This decrease reflects our first quarter investment of $15.3 million in connection with the option agreement entered into with eNeura. We have no debt outstanding and are in the process of renewing our credit facility, which we expect to have completed prior to its August 30th expiration.
Year-to-date cash flow from operations was $9 million compared to $17.9 million for 2014. The decrease of approximately $8.9 million is primarily due to the change in working capital accounts.
Year-to-date capital expenditures for 2015 were $13.6 million versus $6.3 million in the prior year, an increase of $7.3 million due primarily to our Bluecore investment. We'd previously indicated that we would incur $20 million to $25 million of capital expenditures in 2015.
And because we're able to capitalize more Bluecore costs than we originally anticipated, we now expect capital expenditures to be between $24 million and $29 million for the full-year 2015.
As you would expect, we will see downward pressure on our free cash flow this year due to our increased capital expenditures as well as our OpEx investment in Bluecore and our lower adjusted EBITDA. I will now turn it back to Brad..
Thanks, Doug. I will now share our thoughts on the remainder of 2015. Throughout the remainder of the year, we will stay focused on our three primary objectives, optimizing our sales channel, investing in core technologies, and improving our infrastructure and control environment. In addition, our capital deployment strategy is unchanged.
We will continue to invest in research and development, infrastructure improvements, tuck-in product acquisitions, and consider additional options to accelerate shareholder value, utilizing our available capital, including stock repurchases.
Considering the strength of our balance sheet, it is our intention to return a portion of our available capital to our shareholders in the future. The Board of Directors and management are currently working on a plan to do so, but there is no assurance of the timing or terms of a plan.
It is dependent on a number of factors, an example of which is the outcome of our current negotiations to replace our credit facility that is expiring in August.
On a related subject, I think it's beneficial for our shareholders to know that, on June 30th this year, as a component of our performance-based equity compensation for our executive leadership team, we instituted a dual-vesting criteria of 50% based on adjusted EBITDA achievement of a $78.5 million target if achieved by calendar year 2018, and 50% based on achieving a return on invested capital target of 12.2% within that same timeframe.
This ROIC achievement level is significantly above the majority of our peer group and we believe better aligned with our shareholders' priorities. For more details, please refer to the Orthofix Form 4s filed on July 1st of this year. Regarding guidance, as I mentioned a few minutes ago, I am pleased with our Q2 performance and trends.

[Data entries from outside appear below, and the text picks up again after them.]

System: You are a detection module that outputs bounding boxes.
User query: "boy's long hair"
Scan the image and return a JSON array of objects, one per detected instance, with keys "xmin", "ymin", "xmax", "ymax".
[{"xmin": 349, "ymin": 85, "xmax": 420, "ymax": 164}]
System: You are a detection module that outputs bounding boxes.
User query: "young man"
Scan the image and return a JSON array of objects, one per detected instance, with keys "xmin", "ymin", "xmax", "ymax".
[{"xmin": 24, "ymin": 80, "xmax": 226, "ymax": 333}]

However, just as we didn't get overly concerned about Q1 numbers we reported, we aren't getting overly excited about Q2. We still have a lot of heavy lifting ahead of us. But, there is clear evidence that we are making good progress in executing against our plan. Based on the Company's Q2 results, we are raising our guidance for the year.

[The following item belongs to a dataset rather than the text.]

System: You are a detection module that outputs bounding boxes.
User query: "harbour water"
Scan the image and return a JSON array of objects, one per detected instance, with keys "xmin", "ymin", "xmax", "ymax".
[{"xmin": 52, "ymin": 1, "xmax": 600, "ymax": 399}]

We now expect to report net sales in the range of $390 million to $395 million based on current exchange rates, up from prior guidance of $385 million to $390 million. This new guidance range represents 1.2% year-over-year growth at the midpoint of our range in constant currency.
We expect to have year-over-year growth in our BioStim and biologics business units. As noted, we expect volatility in our extremity fixation SBU results due to cash accounting. And as indicated on our last call, we also still expect net sales in the spine fixation business unit to return to year-over-year growth by the fourth quarter this year.
Additionally, the Company is raising its guidance for adjusted EBITDA to be in the range of $57 million to $60 million for the year, up from $55 million to $58 million previously.
Longer term, we continue to expect that, once we accomplish our key objectives, we can consistently grow at or above market growth rates in each of our businesses and expect to consistently achieve adjusted EBITDA margins greater than 20%. With that, operator, we are ready to take questions..
[Operator Instructions]. We will take a question from David Turkaly from JMP Securities..
This is John on for Dave. So, first, I just wanted to hit a little bit on spine. That was some pretty significant sequential growth. And I was just wondering.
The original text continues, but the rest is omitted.